Old-style PHP finally masked

The title says it all, the old PHP packages were finally masked!
Sorry for the three days delay (22 Apr instead of 19 Apr), but in the end, it's all done.
Again, thanks a lot to all the people involved in this, without their work this would have never been possible.

Posted by Luca Longinotti on 22 Apr 2006 at 15:35
Categories: PHP, Gentoo Comments



dev-lang/php minor updates

I've just committed some updates to dev-lang/php, two of which may interest you:

1) the "nls" USE flag, which previously enabled the gettext extension, the mbstring extension and the sqlite-utf8 support, now only enables the gettext extension.
The mbstring extension and sqlite-utf8 support were moved to the "unicode" USE flag. Affected ebuilds are already up to date.

2) the EXTRA_ECONF variable was added to dev-lang/php, that way you can easily pass your own configure parameters to the ebuild if you want to try out some crazy stuff, just do:

EXTRA_ECONF="--with-whatever-I-want" emerge dev-lang/php

Two little notes: the variable doesn't get saved between emerges, so you have to add it to the command line every time, and anything you do that way is totally unsupported, so don't ever file bugs about it, thanks.

UPDATE: it was now changed to EXTRA_ECONF instead of MY_CONF, to follow what a lot of other ebuilds already do.

Posted by Luca Longinotti on 18 Apr 2006 at 15:03
Categories: PHP, Gentoo Comments



Old-style PHP packages vanishing

Your friendly service announcement:

The PHP Herd announces that the old-style PHP packages, which were unsupported and deprecated for months, are finally going away.
After months of work, the team considers the new dev-lang/php package and the related dev-php[4,5]/ categories fully ready for production use, and encourage all users to upgrade.
Helpful informations can be found at the PHP project's pages, along with a HOWTO regarding the migration to dev-lang/php.
The old-style PHP packages (dev-php/php, dev-php/php-cgi, dev-php/mod_php, dev-php/PECL-*, and older dev-php/PEAR-* packages) will be package.masked on Wednesday, 19 April 2006, and removed from the Portage tree about a month later.

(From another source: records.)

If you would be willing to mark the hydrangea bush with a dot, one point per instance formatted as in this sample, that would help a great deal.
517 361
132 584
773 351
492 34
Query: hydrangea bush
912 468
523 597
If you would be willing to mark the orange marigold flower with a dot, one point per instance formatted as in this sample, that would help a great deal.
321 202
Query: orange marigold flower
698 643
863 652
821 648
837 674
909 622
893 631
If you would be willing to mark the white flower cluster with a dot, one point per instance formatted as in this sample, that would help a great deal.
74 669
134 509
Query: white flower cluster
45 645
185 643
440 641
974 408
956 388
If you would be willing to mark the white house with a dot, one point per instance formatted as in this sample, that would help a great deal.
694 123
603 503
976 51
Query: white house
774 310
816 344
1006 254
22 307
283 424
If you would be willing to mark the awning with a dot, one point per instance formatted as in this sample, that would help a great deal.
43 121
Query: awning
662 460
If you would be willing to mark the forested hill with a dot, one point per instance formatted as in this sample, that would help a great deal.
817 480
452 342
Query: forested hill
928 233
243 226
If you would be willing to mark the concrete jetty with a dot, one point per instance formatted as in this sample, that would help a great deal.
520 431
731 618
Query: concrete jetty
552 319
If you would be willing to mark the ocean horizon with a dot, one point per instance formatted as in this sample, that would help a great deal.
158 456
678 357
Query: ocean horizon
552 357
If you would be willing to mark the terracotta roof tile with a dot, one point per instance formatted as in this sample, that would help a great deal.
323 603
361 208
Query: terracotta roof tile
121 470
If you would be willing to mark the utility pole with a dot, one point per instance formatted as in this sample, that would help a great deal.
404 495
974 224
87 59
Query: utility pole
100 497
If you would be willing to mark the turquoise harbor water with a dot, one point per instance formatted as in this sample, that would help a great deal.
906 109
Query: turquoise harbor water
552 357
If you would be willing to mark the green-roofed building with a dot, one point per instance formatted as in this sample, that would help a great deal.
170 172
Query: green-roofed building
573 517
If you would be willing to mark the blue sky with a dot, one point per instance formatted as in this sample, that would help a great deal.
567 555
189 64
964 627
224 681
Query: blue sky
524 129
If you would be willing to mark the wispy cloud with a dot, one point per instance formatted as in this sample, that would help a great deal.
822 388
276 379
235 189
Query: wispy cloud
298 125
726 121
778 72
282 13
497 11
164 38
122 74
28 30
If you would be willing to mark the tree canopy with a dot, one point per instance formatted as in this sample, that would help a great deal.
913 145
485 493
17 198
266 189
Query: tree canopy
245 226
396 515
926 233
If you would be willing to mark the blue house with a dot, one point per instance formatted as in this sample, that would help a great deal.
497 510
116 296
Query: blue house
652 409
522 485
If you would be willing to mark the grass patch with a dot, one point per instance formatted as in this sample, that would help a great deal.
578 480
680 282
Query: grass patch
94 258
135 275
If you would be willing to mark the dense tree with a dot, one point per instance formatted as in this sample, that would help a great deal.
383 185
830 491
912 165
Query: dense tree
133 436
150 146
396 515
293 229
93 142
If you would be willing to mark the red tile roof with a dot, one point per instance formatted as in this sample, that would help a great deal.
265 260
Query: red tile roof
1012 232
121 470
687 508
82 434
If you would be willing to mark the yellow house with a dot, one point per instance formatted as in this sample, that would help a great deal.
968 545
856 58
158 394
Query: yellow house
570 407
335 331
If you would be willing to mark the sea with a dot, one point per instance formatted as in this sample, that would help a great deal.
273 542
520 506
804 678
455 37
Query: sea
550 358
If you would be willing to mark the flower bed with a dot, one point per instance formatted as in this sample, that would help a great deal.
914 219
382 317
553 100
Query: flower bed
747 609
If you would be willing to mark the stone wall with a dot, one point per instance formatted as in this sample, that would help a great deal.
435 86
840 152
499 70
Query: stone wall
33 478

Posted by Luca Longinotti on 17 Apr 2006 at 03:57
Categories: PHP, Gentoo Comments



PHP 4.4.2 and PHP 5.1.2 in Portage

As the title says, PHP 4.4.2 and PHP 5.1.2 were just added to Portage, enjoy!
During the last week dev-php/PEAR-PEAR was also updated to 1.4.8 which should hopefully fix all the problems you may have been experiencing with access violations etc. when installing some PEAR packages.
You can also find PHP 5.1.3RC1 in the PHP Overlay now for testing, enjoy that too.